Pseudocrise Hipertensiva: Diagnóstico e Manejo Correto

SES-GO - Secretaria de Estado de Saúde de Goiás — Prova 2025

Enunciado

Leia o caso a seguir.Paciente do sexo feminino, 36 anos, hipertensa, no momento assintomática, mediu a pressão em casa depois que comprou um aparelho de pressão digital de braço para acompanhamento da hipertensão da mãe, e a aferição revelou um valor de 181/104. A paciente procurou atendimento médico de urgência.O possível diagnóstico do caso acima é

Alternativas

  1. A) urgência hipertensiva.
  2. B) emergência hipertensiva.
  3. C) crise hipertensiva.
  4. D) pseudocrise hipertensiva.

Pérola Clínica

Hipertensão assintomática com PA muito alta, sem dano a órgão-alvo = pseudocrise hipertensiva.

Resumo-Chave

Uma pseudocrise hipertensiva é caracterizada por elevação acentuada da pressão arterial em um paciente assintomático, sem evidência de lesão aguda de órgão-alvo.
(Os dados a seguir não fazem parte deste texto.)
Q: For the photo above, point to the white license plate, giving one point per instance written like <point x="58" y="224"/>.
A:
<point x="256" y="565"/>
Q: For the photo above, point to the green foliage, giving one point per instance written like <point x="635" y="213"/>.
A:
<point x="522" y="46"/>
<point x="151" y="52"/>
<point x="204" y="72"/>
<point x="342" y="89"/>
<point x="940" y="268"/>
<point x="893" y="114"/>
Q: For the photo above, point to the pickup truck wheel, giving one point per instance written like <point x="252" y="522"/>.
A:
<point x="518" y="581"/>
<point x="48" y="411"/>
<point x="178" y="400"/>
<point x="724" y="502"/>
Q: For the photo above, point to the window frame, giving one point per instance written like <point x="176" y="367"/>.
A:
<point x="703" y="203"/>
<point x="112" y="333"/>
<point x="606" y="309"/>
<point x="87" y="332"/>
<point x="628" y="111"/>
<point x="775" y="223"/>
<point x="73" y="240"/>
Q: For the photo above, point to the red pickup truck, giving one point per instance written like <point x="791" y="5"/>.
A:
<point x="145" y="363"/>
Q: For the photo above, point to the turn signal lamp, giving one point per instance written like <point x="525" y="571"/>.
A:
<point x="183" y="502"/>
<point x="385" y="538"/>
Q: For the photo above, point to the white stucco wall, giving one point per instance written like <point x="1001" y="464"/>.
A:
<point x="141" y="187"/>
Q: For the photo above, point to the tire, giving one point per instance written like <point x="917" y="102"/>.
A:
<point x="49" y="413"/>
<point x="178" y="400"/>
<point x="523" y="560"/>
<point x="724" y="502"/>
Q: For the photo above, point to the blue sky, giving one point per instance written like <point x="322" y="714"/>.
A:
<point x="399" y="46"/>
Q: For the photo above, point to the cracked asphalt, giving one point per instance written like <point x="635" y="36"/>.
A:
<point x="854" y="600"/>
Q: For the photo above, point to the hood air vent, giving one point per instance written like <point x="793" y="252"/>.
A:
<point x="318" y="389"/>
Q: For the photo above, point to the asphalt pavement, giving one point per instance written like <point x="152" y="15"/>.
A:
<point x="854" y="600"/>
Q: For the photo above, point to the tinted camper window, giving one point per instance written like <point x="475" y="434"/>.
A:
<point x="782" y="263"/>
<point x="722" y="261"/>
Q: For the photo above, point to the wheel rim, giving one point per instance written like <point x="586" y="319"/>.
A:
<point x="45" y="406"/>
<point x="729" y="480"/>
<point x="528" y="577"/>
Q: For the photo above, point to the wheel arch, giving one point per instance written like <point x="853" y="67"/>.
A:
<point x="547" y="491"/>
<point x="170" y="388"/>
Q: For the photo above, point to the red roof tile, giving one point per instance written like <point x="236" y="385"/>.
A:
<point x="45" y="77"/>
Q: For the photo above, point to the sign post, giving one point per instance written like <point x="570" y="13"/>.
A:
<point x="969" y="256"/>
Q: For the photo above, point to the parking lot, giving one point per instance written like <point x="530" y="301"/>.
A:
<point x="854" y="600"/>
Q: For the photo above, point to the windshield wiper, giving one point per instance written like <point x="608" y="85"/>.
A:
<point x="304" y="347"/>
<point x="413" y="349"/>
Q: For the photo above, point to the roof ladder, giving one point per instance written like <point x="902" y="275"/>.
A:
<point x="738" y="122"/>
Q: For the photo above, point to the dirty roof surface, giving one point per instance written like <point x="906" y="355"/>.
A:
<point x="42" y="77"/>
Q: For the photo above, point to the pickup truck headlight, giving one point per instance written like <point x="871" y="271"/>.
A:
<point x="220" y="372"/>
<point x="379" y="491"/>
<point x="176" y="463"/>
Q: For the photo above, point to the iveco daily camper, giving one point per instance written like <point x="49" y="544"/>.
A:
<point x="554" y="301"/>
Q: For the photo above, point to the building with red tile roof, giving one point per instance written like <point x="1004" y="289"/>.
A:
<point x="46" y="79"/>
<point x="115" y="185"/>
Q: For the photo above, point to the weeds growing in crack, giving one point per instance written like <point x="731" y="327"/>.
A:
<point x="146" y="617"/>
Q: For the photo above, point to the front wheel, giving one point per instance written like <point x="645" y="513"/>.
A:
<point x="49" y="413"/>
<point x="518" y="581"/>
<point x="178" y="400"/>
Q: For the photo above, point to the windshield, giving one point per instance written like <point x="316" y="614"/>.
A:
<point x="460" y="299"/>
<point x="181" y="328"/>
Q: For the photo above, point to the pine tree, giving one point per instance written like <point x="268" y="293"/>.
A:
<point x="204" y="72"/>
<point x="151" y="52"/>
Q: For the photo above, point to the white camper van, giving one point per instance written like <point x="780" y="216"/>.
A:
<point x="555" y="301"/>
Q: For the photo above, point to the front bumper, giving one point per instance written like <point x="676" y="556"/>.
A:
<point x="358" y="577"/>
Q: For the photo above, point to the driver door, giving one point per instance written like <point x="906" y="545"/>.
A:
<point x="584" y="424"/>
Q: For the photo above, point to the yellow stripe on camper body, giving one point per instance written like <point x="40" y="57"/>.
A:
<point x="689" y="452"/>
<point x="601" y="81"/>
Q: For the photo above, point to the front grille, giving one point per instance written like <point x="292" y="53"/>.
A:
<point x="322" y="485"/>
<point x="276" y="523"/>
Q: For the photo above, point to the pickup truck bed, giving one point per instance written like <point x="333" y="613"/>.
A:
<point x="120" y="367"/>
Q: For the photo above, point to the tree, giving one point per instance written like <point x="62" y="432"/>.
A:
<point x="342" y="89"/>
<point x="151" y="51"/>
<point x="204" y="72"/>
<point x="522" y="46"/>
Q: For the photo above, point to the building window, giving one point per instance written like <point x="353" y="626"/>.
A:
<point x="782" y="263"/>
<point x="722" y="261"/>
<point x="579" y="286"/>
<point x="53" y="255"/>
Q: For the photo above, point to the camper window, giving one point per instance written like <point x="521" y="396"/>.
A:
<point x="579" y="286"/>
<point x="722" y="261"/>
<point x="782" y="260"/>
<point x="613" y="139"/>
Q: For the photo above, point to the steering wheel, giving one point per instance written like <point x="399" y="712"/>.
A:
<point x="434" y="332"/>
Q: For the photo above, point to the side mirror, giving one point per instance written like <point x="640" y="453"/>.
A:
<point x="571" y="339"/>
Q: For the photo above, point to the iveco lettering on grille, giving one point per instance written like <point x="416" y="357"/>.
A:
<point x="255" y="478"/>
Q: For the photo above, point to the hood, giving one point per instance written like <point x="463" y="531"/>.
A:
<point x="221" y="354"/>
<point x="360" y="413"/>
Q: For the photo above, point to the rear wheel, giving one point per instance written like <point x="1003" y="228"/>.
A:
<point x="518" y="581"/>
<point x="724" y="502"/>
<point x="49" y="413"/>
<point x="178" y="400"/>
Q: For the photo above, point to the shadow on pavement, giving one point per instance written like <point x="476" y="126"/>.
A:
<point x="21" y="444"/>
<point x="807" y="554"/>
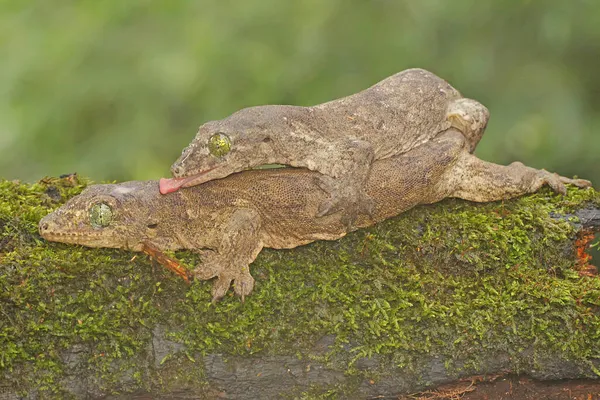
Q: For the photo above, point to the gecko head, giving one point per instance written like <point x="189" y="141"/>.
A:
<point x="221" y="148"/>
<point x="110" y="215"/>
<point x="470" y="117"/>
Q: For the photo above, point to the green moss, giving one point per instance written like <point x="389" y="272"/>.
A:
<point x="456" y="279"/>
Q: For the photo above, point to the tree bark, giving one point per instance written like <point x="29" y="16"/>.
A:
<point x="439" y="293"/>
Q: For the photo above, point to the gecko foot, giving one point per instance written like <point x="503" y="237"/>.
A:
<point x="243" y="283"/>
<point x="556" y="182"/>
<point x="213" y="266"/>
<point x="346" y="198"/>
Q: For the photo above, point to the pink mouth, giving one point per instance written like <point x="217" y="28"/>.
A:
<point x="170" y="185"/>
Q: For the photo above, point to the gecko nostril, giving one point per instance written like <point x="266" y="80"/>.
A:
<point x="177" y="171"/>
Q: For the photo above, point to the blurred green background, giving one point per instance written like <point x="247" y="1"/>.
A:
<point x="114" y="90"/>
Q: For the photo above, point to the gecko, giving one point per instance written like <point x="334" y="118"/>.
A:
<point x="340" y="139"/>
<point x="228" y="221"/>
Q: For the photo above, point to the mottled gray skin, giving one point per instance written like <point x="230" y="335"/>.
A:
<point x="230" y="220"/>
<point x="339" y="139"/>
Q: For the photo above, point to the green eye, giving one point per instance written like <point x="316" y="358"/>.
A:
<point x="100" y="215"/>
<point x="219" y="144"/>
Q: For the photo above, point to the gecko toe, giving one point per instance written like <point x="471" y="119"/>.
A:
<point x="243" y="284"/>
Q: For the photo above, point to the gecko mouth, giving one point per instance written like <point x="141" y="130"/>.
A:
<point x="170" y="185"/>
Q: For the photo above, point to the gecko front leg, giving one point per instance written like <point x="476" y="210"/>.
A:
<point x="345" y="179"/>
<point x="230" y="262"/>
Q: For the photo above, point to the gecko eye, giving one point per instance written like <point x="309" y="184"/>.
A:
<point x="219" y="144"/>
<point x="100" y="215"/>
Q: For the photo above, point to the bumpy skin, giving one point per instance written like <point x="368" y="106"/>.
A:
<point x="339" y="139"/>
<point x="230" y="220"/>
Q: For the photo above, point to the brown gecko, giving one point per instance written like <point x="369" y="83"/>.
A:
<point x="340" y="139"/>
<point x="230" y="220"/>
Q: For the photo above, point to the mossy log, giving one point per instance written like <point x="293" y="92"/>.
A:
<point x="438" y="293"/>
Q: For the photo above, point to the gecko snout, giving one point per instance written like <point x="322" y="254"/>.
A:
<point x="43" y="227"/>
<point x="177" y="171"/>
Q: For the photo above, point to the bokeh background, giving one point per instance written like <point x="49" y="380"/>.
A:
<point x="114" y="90"/>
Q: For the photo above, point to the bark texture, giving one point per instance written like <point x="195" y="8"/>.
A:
<point x="438" y="293"/>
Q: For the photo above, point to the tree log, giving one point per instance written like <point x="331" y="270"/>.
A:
<point x="438" y="293"/>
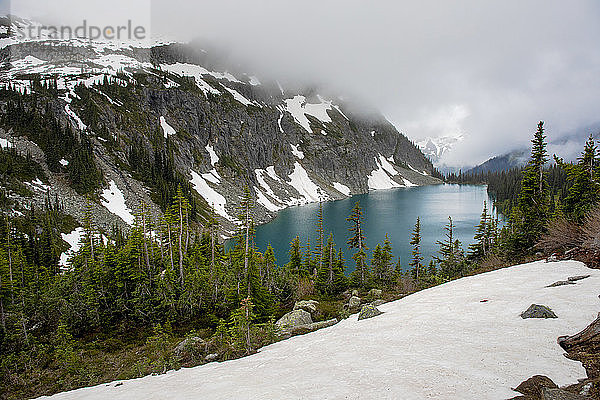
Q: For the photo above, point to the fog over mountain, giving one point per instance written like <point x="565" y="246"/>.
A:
<point x="487" y="71"/>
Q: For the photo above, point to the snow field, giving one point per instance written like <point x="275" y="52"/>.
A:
<point x="440" y="343"/>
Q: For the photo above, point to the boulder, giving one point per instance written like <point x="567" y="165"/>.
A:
<point x="587" y="339"/>
<point x="561" y="283"/>
<point x="368" y="311"/>
<point x="561" y="394"/>
<point x="307" y="305"/>
<point x="534" y="385"/>
<point x="189" y="348"/>
<point x="354" y="302"/>
<point x="302" y="329"/>
<point x="294" y="318"/>
<point x="577" y="278"/>
<point x="538" y="311"/>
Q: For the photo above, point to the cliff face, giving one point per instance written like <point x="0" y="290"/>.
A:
<point x="170" y="115"/>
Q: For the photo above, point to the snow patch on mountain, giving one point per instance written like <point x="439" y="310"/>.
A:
<point x="389" y="168"/>
<point x="238" y="97"/>
<point x="270" y="171"/>
<point x="114" y="201"/>
<point x="265" y="202"/>
<point x="343" y="189"/>
<point x="435" y="148"/>
<point x="167" y="129"/>
<point x="214" y="158"/>
<point x="379" y="179"/>
<point x="212" y="197"/>
<point x="73" y="239"/>
<point x="299" y="108"/>
<point x="191" y="70"/>
<point x="5" y="143"/>
<point x="212" y="176"/>
<point x="309" y="191"/>
<point x="298" y="153"/>
<point x="254" y="81"/>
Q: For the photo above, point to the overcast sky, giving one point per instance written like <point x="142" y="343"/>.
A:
<point x="490" y="70"/>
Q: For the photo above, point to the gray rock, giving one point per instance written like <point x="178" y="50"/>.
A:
<point x="189" y="346"/>
<point x="307" y="305"/>
<point x="538" y="311"/>
<point x="294" y="318"/>
<point x="534" y="385"/>
<point x="354" y="302"/>
<point x="561" y="394"/>
<point x="561" y="283"/>
<point x="577" y="278"/>
<point x="368" y="311"/>
<point x="307" y="328"/>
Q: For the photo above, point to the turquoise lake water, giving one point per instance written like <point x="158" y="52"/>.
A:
<point x="392" y="212"/>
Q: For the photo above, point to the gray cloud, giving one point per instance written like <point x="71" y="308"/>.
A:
<point x="489" y="70"/>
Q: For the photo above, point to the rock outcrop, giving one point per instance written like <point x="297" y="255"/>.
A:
<point x="224" y="130"/>
<point x="307" y="305"/>
<point x="293" y="319"/>
<point x="354" y="302"/>
<point x="538" y="311"/>
<point x="368" y="311"/>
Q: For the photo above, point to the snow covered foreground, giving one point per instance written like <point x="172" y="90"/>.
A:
<point x="441" y="343"/>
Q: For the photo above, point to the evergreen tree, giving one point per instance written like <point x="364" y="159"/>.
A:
<point x="415" y="242"/>
<point x="381" y="262"/>
<point x="330" y="276"/>
<point x="528" y="220"/>
<point x="320" y="238"/>
<point x="483" y="236"/>
<point x="295" y="264"/>
<point x="584" y="188"/>
<point x="357" y="241"/>
<point x="451" y="257"/>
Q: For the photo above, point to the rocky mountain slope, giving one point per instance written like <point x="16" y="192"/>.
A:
<point x="436" y="148"/>
<point x="464" y="339"/>
<point x="120" y="125"/>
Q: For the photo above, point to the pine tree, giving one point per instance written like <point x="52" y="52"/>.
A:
<point x="295" y="264"/>
<point x="330" y="277"/>
<point x="528" y="220"/>
<point x="246" y="218"/>
<point x="386" y="258"/>
<point x="483" y="234"/>
<point x="415" y="242"/>
<point x="320" y="237"/>
<point x="584" y="189"/>
<point x="357" y="241"/>
<point x="451" y="257"/>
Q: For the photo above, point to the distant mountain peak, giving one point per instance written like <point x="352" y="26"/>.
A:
<point x="436" y="147"/>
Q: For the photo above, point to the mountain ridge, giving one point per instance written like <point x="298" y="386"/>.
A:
<point x="155" y="119"/>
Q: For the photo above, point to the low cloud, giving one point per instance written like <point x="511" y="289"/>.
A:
<point x="489" y="70"/>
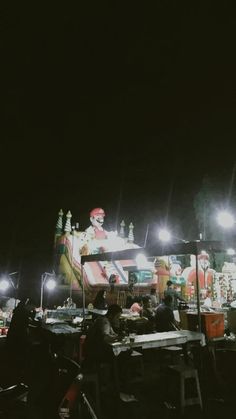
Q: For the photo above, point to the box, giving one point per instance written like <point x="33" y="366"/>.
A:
<point x="212" y="324"/>
<point x="231" y="320"/>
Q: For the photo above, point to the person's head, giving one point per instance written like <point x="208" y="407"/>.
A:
<point x="97" y="217"/>
<point x="113" y="313"/>
<point x="169" y="283"/>
<point x="146" y="301"/>
<point x="101" y="295"/>
<point x="167" y="300"/>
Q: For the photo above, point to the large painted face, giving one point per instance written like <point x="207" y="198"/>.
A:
<point x="97" y="220"/>
<point x="204" y="262"/>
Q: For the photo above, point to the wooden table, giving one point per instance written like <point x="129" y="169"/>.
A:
<point x="155" y="340"/>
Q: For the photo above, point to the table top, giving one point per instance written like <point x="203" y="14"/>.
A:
<point x="158" y="340"/>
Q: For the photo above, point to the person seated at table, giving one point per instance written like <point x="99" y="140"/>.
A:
<point x="100" y="301"/>
<point x="153" y="298"/>
<point x="176" y="297"/>
<point x="164" y="317"/>
<point x="137" y="306"/>
<point x="98" y="349"/>
<point x="101" y="334"/>
<point x="148" y="313"/>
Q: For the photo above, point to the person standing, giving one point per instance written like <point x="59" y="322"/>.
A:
<point x="153" y="298"/>
<point x="170" y="290"/>
<point x="164" y="317"/>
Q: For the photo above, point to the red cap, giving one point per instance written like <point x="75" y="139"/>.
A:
<point x="97" y="211"/>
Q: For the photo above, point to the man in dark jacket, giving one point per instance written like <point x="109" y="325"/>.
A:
<point x="164" y="317"/>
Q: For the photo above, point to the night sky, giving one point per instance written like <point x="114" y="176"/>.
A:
<point x="128" y="107"/>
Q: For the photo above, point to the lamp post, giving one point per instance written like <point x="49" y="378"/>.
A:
<point x="49" y="279"/>
<point x="6" y="281"/>
<point x="225" y="219"/>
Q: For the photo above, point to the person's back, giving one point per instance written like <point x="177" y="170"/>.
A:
<point x="153" y="298"/>
<point x="170" y="290"/>
<point x="164" y="316"/>
<point x="100" y="334"/>
<point x="100" y="302"/>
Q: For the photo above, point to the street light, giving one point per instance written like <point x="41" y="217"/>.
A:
<point x="49" y="280"/>
<point x="165" y="236"/>
<point x="225" y="219"/>
<point x="6" y="281"/>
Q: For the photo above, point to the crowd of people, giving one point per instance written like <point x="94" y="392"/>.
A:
<point x="29" y="350"/>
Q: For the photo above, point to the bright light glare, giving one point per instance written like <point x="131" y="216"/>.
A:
<point x="51" y="283"/>
<point x="164" y="235"/>
<point x="230" y="252"/>
<point x="225" y="219"/>
<point x="141" y="261"/>
<point x="4" y="284"/>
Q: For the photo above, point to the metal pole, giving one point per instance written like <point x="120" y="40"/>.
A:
<point x="146" y="236"/>
<point x="41" y="291"/>
<point x="83" y="293"/>
<point x="198" y="297"/>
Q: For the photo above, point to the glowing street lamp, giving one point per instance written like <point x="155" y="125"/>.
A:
<point x="230" y="252"/>
<point x="5" y="283"/>
<point x="164" y="235"/>
<point x="49" y="281"/>
<point x="225" y="219"/>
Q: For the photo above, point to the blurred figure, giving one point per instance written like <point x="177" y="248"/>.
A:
<point x="100" y="334"/>
<point x="70" y="303"/>
<point x="149" y="314"/>
<point x="153" y="298"/>
<point x="137" y="305"/>
<point x="170" y="290"/>
<point x="164" y="317"/>
<point x="21" y="334"/>
<point x="208" y="300"/>
<point x="100" y="302"/>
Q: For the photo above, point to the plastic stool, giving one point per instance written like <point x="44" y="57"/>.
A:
<point x="136" y="361"/>
<point x="185" y="372"/>
<point x="174" y="353"/>
<point x="92" y="378"/>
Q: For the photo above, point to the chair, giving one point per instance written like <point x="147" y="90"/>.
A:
<point x="185" y="373"/>
<point x="174" y="354"/>
<point x="135" y="367"/>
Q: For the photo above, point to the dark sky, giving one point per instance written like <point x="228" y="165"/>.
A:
<point x="122" y="106"/>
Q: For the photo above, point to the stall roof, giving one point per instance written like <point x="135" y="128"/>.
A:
<point x="186" y="248"/>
Diferencia-se da urgência hipertensiva (PA alta com sintomas leves, sem dano agudo) e da emergência hipertensiva (PA alta com dano agudo de órgão-alvo), e não requer redução imediata da PA com medicação intravenosa.

Contexto Educacional

As crises hipertensivas representam um desafio clínico comum e são classificadas em urgências e emergências hipertensivas, dependendo da presença de lesão aguda de órgão-alvo. No entanto, existe uma terceira categoria, a pseudocrise hipertensiva, que é crucial diferenciar para evitar tratamentos desnecessários e potencialmente perigosos. Uma pseudocrise hipertensiva ocorre quando há uma elevação acentuada da pressão arterial (frequentemente >180/110 mmHg) em um paciente que está completamente assintomático e não apresenta sinais ou sintomas de lesão aguda de órgão-alvo (como dor torácica, dispneia, déficits neurológicos, alterações visuais ou renais). Essa situação é comum em pacientes com hipertensão mal controlada ou ansiedade. O manejo da pseudocrise hipertensiva difere significativamente das urgências e emergências. Não há necessidade de redução imediata e agressiva da pressão arterial. A conduta correta envolve acalmar o paciente, reavaliar a pressão após um período de repouso, e, se necessário, ajustar a medicação anti-hipertensiva oral ou iniciar um novo esquema, com o objetivo de reduzir a PA gradualmente ao longo de horas a dias. O tratamento agressivo em uma pseudocrise pode levar a hipotensão e isquemia de órgãos.

Perguntas Frequentes

Qual a diferença entre urgência, emergência e pseudocrise hipertensiva?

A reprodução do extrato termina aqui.